How do I find explicit formula? The sequence $(x_n,y_n)$, $n\in \mathbb{N}_0$ is recursively defined:
$\begin{pmatrix}x_{n+1}\\ y_{n+1}\end{pmatrix}=\left (\begin{matrix}0 & 1\\ 1/4 &0 \end{matrix} \right )\begin{pmatrix}x_n\\ y_n\end{pmatrix}$
So for $(x_0,y_0)=(4,-2)$. I have found some follow members: $(x_1,y_1)=(-2,1),(x_2,y_2)=(1,-1/2),(x_3,y_3)=(-1/2,1/4),(x_4,y_4)=(1/4,-1/8)$
But still I don’t know how to find explicit formula and show convergency to (0,0).
 A: $x_{n+1} = y_n, y_{n+1} = \dfrac{x_n}{4}\implies y_n = \dfrac{x_{n-1}}{4}\implies x_{n+1} = \dfrac{x_{n-1}}{4}\implies 4x_{n+1} + 0x_n + (-1)x_{n-1} = 0$. The characteristic equation is: $4x^2 - 1 = 0\implies x = \pm \dfrac{1}{2}\implies x_n = A\left(\dfrac{1}{2}\right)^2+B\left(\dfrac{-1}{2}\right)^n$. Can you take it from here?
A: Notice, by the definition, that $x_{n+1}=y_n, y_{n+1}=x_n/4$. Hence $x_{n+2}=x_n/4$, so in general $x_{2n}=\frac{x_0}{4^n}=\frac{1}{4^{n-1}},x_{2n+1}=\frac{x_1}{4^n}=\frac{-2}{4^n}, y_{2n}=\frac{-2}{4^{n}}, y_{2n+1}=\frac{1}{4^{n}}$
A: If $A=\left (\begin{matrix}0 & 1\\ 1/4 &0 \end{matrix} \right )$ then $A^n=(\frac 1 4)^{n-1}I_2$ if n even and $A^n=(\frac 1 4)^{n-1}A$ for n odd. 

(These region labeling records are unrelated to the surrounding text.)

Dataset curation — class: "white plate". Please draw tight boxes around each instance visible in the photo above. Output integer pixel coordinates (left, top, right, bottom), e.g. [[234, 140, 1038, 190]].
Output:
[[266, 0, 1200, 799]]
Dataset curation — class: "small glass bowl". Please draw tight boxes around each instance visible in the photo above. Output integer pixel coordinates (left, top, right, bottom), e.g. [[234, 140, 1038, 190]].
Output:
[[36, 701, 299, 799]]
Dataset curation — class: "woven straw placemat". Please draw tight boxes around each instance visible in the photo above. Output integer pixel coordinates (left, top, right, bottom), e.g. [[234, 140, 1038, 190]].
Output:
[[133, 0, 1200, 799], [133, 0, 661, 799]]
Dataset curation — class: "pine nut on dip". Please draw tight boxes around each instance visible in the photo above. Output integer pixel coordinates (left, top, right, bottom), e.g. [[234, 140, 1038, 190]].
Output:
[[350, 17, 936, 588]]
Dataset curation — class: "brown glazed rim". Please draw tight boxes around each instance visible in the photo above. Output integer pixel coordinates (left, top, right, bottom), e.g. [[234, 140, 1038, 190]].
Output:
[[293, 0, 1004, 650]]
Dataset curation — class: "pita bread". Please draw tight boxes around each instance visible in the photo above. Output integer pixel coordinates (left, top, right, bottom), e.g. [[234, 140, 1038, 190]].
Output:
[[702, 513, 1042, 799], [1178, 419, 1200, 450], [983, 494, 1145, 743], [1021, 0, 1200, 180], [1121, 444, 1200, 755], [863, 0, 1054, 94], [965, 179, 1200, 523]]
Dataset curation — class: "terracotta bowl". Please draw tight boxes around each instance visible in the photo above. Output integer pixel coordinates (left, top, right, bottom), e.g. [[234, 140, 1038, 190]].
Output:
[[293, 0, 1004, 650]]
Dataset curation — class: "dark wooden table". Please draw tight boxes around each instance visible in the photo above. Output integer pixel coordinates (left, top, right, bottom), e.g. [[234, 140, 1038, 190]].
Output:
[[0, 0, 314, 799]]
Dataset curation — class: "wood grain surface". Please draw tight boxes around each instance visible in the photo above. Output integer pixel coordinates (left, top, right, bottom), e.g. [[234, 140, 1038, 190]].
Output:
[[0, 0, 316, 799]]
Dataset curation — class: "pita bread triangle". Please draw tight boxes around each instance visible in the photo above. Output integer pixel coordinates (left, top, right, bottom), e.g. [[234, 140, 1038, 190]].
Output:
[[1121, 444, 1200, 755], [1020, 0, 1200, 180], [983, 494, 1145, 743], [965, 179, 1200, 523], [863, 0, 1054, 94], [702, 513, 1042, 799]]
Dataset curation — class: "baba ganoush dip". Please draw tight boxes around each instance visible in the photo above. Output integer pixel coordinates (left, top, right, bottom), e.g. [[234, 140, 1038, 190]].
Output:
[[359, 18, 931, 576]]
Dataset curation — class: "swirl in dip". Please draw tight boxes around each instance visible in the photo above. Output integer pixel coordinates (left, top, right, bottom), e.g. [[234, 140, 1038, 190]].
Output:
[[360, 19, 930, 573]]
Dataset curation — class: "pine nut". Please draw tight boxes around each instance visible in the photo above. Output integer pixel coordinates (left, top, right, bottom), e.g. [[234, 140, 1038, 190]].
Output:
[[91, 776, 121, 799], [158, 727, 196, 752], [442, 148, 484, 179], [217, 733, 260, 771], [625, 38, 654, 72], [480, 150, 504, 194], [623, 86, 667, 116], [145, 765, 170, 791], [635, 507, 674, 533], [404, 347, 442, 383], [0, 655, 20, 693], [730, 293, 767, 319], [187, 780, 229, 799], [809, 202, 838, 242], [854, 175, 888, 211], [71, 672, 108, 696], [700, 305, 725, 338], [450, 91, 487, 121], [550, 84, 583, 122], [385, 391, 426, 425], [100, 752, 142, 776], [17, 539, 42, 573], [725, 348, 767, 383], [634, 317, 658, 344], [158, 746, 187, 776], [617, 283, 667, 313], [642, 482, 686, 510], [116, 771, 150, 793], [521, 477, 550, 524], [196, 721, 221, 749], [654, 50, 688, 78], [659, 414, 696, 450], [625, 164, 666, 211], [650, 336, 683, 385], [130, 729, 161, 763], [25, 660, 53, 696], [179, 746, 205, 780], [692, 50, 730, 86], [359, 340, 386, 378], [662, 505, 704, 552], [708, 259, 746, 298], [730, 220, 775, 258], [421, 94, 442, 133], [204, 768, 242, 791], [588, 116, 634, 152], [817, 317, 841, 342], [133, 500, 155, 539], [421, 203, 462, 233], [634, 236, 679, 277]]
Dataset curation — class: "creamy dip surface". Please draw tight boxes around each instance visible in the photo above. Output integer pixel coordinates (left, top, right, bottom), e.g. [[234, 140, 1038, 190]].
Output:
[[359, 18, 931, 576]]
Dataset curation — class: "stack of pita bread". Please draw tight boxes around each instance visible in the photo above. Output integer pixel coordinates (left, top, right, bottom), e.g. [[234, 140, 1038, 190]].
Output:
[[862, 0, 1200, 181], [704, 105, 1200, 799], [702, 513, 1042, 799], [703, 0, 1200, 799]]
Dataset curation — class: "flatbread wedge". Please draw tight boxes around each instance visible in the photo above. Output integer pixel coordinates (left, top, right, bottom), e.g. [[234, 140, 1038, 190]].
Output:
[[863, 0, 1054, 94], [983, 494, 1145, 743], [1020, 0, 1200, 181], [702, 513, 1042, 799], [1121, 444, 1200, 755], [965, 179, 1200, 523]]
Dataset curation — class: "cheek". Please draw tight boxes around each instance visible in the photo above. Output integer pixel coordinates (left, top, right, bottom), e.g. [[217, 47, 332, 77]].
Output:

Then use $\begin{pmatrix}x_{n+1}\\ y_{n+1}\end{pmatrix}=\left (\begin{matrix}0 & 1\\ 1/4 &0 \end{matrix} \right )^{n+1}\begin{pmatrix}x_0\\ y_0\end{pmatrix}$
A: Hint: calculate $A^n$ Where $A$ is your matrix
A: You have
$$\begin{pmatrix}x_{n+1}\\ y_{n+1}\end{pmatrix}=\left (\begin{matrix}0 & 1\\ 1/4 &0 \end{matrix} \right )\begin{pmatrix}x_n\\ y_n\end{pmatrix} = A \begin{pmatrix}x_n\\ y_n\end{pmatrix},$$ so that you can write $\begin{pmatrix}x_{n}\\ y_{n}\end{pmatrix}= A^n \begin{pmatrix}x_0\\ y_0\end{pmatrix}$ and $A^2=\left (\begin{matrix}1/4 & 0\\ 0 &1/4 \end{matrix} \right ), A^3 = ....$